Por último, la economía de la industria es enemiga de la economía agraria. La economía de la industria es, generalmente, una economía de extracción: toma, produce, usa y desecha; es decir se mueve desde la explotación que agota hasta la contaminación. La agricultura, en cambio, pertenece propiamente a una economía de reposición, que toma, produce, utiliza y devuelve. Implica la devolución a la fuente, no sólo de la fertilidad o de los llamados desechos, sino también de cuidado y de afecto. Sin esta devolución, el suelo se usa exactamente igual que un combustible que se extrae y se destruye con el uso. Por eso, recurrir en la agricultura a los métodos de las fábricas nos dan la esperanza de vida de las fábricas: acaso suficientemente larga para nosotros, pero no lo bastante larga como para nuestros hijos y nuestros nietos.
- Que una economía agrícola sana puede basarse en un mercado de exportación.
Deberíamos empezar, pienso yo, aceptando que una economía sana no puede basarse en ningún mercado que ella misma no pueda controlar.
Deberíamos aceptar, además, que un mercado de alimentos exterior, debería ser temporal y, por tanto, por definición, no estable. Lo mejor para una nación o para un pueblo, evidentemente, es cultivar su propia comida, y por lo tanto, ya sólo la caridad nos prohibiría depender de un mercado permanente para nuestros productos en un país extranjero o desear esa dependencia. Y tenemos que preguntarnos también si la caridad puede considerar jamás a un pueblo hambriento como un “mercado”.
Pero el principio comercial mismo es peligroso en la agricultura si no se subordina a otros principios, tales como el de la subsistencia. La agricultura comercial tiene que no separarse nunca de la agricultura de subsistencia; una familia de agricultores debe vivir de la granja. Igual que la granja debe ser, hasta donde sea posible, la fuente de su propia fertilidad y de su propia energía de explotación, también para la familia de agricultores la granja debe ser, hasta donde sea posible, fuente del alimento, de un techo, del combustible, de materiales de construcción y de otras cosas similares. Sólo de este modo se asegura el sustento básico de la población agrícola. En tiempos como los nuestros, en los que los precios de las provisiones que hay que comprar son altos y los beneficios de lo que produce de la agricultura son bajos, el valor de cualquier cosa que la familia produzca para sí misma es alto e implica unos ahorros sustanciales. Lo que se exporta de la granja, sea en la cantidad que sea, hay que considerarlo propiamente como un excedente, como aquello que no se necesita para subsistir.

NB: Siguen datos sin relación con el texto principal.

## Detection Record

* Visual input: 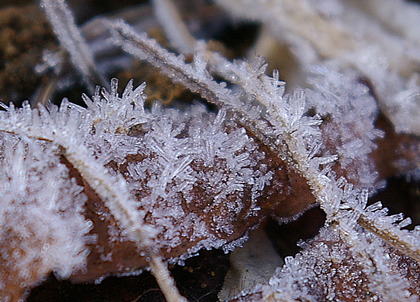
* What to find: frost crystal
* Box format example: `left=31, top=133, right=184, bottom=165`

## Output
left=0, top=133, right=92, bottom=299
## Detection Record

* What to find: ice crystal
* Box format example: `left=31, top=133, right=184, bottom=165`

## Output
left=0, top=0, right=420, bottom=301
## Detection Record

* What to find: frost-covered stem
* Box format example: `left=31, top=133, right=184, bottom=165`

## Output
left=357, top=214, right=420, bottom=263
left=0, top=101, right=185, bottom=302
left=106, top=21, right=419, bottom=259
left=149, top=254, right=187, bottom=302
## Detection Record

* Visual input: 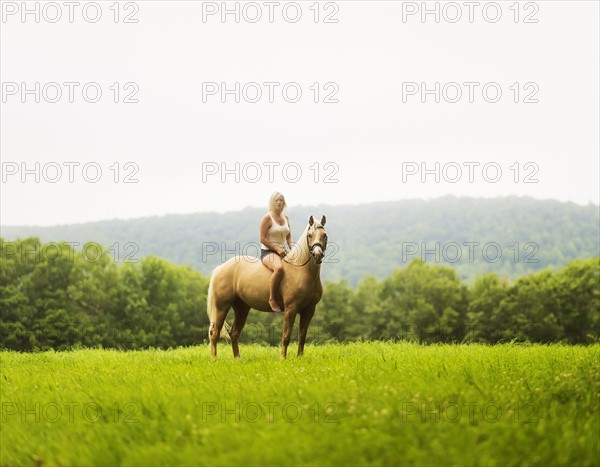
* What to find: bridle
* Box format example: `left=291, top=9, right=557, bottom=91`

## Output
left=282, top=225, right=327, bottom=268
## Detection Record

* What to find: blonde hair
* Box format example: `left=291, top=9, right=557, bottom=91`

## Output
left=269, top=191, right=287, bottom=211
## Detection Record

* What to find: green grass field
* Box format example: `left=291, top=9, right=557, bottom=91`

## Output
left=0, top=342, right=600, bottom=466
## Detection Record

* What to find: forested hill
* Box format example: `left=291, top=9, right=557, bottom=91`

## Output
left=1, top=197, right=600, bottom=285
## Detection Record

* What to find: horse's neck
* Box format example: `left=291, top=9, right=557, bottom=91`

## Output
left=286, top=227, right=312, bottom=269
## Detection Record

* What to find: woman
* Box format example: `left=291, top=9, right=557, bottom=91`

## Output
left=260, top=191, right=292, bottom=312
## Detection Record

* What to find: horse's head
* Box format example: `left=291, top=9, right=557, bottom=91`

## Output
left=306, top=216, right=327, bottom=264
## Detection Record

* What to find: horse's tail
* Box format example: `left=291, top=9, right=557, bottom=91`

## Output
left=206, top=270, right=231, bottom=341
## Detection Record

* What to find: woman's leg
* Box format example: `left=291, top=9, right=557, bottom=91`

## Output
left=262, top=253, right=283, bottom=312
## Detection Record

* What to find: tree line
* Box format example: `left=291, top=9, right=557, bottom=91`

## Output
left=2, top=196, right=600, bottom=287
left=0, top=237, right=600, bottom=351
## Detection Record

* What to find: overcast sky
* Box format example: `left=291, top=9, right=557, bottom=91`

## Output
left=0, top=1, right=600, bottom=225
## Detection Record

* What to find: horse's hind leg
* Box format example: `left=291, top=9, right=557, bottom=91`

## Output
left=229, top=299, right=250, bottom=358
left=209, top=306, right=229, bottom=358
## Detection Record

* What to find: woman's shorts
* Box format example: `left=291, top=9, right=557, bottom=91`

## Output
left=260, top=250, right=277, bottom=261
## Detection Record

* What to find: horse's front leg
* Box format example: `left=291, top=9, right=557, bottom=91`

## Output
left=281, top=306, right=297, bottom=360
left=298, top=305, right=316, bottom=357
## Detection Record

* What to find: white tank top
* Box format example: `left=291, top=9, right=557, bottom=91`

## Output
left=260, top=212, right=290, bottom=250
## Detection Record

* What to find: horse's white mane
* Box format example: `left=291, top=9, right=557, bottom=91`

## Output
left=285, top=224, right=310, bottom=264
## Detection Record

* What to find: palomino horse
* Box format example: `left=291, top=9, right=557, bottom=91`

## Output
left=207, top=216, right=327, bottom=358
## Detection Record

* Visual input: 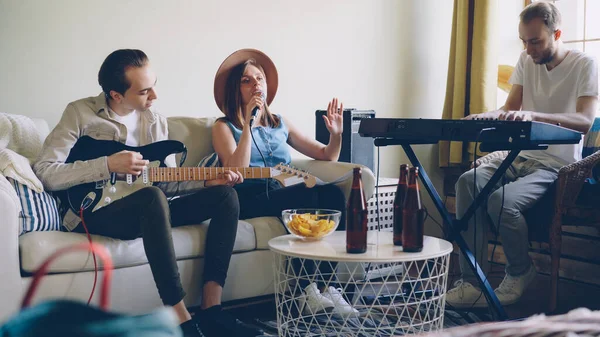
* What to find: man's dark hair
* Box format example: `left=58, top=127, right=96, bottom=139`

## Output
left=520, top=1, right=562, bottom=34
left=98, top=49, right=148, bottom=100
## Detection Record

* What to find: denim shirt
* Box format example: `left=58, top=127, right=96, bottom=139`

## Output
left=227, top=116, right=292, bottom=167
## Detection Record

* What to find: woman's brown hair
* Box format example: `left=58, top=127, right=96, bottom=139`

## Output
left=221, top=59, right=280, bottom=129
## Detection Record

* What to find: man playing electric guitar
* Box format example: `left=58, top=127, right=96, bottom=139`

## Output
left=34, top=49, right=261, bottom=336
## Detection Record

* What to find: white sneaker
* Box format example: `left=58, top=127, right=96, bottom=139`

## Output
left=494, top=264, right=537, bottom=305
left=299, top=283, right=334, bottom=315
left=323, top=287, right=358, bottom=317
left=446, top=280, right=487, bottom=309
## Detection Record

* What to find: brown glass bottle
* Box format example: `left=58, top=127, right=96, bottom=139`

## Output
left=346, top=167, right=368, bottom=254
left=402, top=167, right=425, bottom=252
left=393, top=164, right=408, bottom=246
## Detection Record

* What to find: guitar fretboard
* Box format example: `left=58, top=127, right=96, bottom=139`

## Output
left=148, top=167, right=271, bottom=182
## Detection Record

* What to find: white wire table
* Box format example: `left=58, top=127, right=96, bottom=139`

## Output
left=269, top=231, right=452, bottom=337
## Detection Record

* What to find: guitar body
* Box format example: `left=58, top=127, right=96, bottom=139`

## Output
left=56, top=136, right=186, bottom=214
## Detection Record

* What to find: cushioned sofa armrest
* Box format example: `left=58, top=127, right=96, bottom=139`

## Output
left=292, top=159, right=375, bottom=200
left=0, top=174, right=22, bottom=325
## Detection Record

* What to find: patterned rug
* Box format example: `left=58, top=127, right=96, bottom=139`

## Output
left=246, top=309, right=492, bottom=337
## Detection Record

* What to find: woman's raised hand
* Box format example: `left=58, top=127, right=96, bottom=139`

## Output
left=323, top=98, right=344, bottom=135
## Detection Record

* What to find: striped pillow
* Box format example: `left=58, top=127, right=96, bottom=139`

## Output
left=582, top=117, right=600, bottom=158
left=7, top=178, right=62, bottom=235
left=198, top=152, right=221, bottom=167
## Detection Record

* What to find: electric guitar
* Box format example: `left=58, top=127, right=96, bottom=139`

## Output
left=56, top=136, right=317, bottom=214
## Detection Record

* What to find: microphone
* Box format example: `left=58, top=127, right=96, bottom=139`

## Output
left=250, top=91, right=265, bottom=127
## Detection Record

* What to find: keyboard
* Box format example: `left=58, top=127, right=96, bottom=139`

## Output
left=358, top=118, right=582, bottom=150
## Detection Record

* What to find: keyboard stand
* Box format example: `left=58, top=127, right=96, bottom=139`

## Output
left=374, top=138, right=548, bottom=321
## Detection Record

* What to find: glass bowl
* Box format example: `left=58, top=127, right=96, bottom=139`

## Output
left=281, top=208, right=342, bottom=241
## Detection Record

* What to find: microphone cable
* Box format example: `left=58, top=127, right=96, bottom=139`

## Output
left=250, top=119, right=271, bottom=200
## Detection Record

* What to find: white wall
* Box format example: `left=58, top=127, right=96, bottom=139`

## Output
left=0, top=0, right=453, bottom=230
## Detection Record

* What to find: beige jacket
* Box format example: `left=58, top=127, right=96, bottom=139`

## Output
left=34, top=93, right=204, bottom=230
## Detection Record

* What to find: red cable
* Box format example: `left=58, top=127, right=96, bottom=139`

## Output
left=79, top=207, right=98, bottom=305
left=21, top=243, right=113, bottom=310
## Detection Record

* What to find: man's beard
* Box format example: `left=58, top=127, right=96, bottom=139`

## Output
left=535, top=49, right=554, bottom=64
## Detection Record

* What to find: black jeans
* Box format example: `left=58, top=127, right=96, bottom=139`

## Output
left=74, top=186, right=239, bottom=305
left=236, top=180, right=346, bottom=289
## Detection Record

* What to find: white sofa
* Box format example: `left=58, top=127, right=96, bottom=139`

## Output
left=0, top=117, right=375, bottom=323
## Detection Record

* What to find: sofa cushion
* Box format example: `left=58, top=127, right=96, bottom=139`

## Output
left=167, top=117, right=216, bottom=166
left=244, top=216, right=288, bottom=250
left=19, top=221, right=258, bottom=273
left=19, top=217, right=287, bottom=273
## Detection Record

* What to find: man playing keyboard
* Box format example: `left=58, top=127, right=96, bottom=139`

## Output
left=446, top=2, right=598, bottom=308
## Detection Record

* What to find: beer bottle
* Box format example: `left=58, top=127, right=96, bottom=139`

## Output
left=402, top=167, right=425, bottom=252
left=346, top=167, right=368, bottom=254
left=393, top=164, right=408, bottom=246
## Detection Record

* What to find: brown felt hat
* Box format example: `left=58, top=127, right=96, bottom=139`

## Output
left=214, top=49, right=279, bottom=110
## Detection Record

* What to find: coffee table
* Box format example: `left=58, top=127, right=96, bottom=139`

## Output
left=269, top=231, right=452, bottom=336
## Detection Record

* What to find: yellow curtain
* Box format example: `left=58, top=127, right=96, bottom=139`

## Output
left=440, top=0, right=500, bottom=167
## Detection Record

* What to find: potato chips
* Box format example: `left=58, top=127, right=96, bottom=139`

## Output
left=288, top=213, right=335, bottom=238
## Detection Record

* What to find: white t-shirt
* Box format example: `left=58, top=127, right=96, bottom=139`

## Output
left=110, top=110, right=142, bottom=146
left=509, top=50, right=598, bottom=168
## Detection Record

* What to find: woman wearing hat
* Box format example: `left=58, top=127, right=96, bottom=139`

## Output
left=212, top=49, right=358, bottom=315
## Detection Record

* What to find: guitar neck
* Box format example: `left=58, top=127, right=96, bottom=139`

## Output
left=148, top=167, right=272, bottom=182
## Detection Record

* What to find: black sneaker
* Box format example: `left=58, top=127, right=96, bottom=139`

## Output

El principio de subsistencia tendría que operar en todos los niveles del sistema agrícola. La población de consumidores locales en los pueblos y de las ciudades debiera subsistir, en la medida de lo posible, del producto de la localidad o de la región. La razón principal para esto, en la región tanto como en la granja misma, es que es más seguro, pero tiene otras muchas ventajas: tendería a hacer que la agricultura local se diversifique a la vez que apoyaría a la economía agrícola local. Reduciría enormemente los costes de transporte y de otras cosas, pondría alimentos más frescos en nuestras mesas, y aumentaría el empleo local. Lo que se exportase de la región sería, también en este caso, considerado como excedentes.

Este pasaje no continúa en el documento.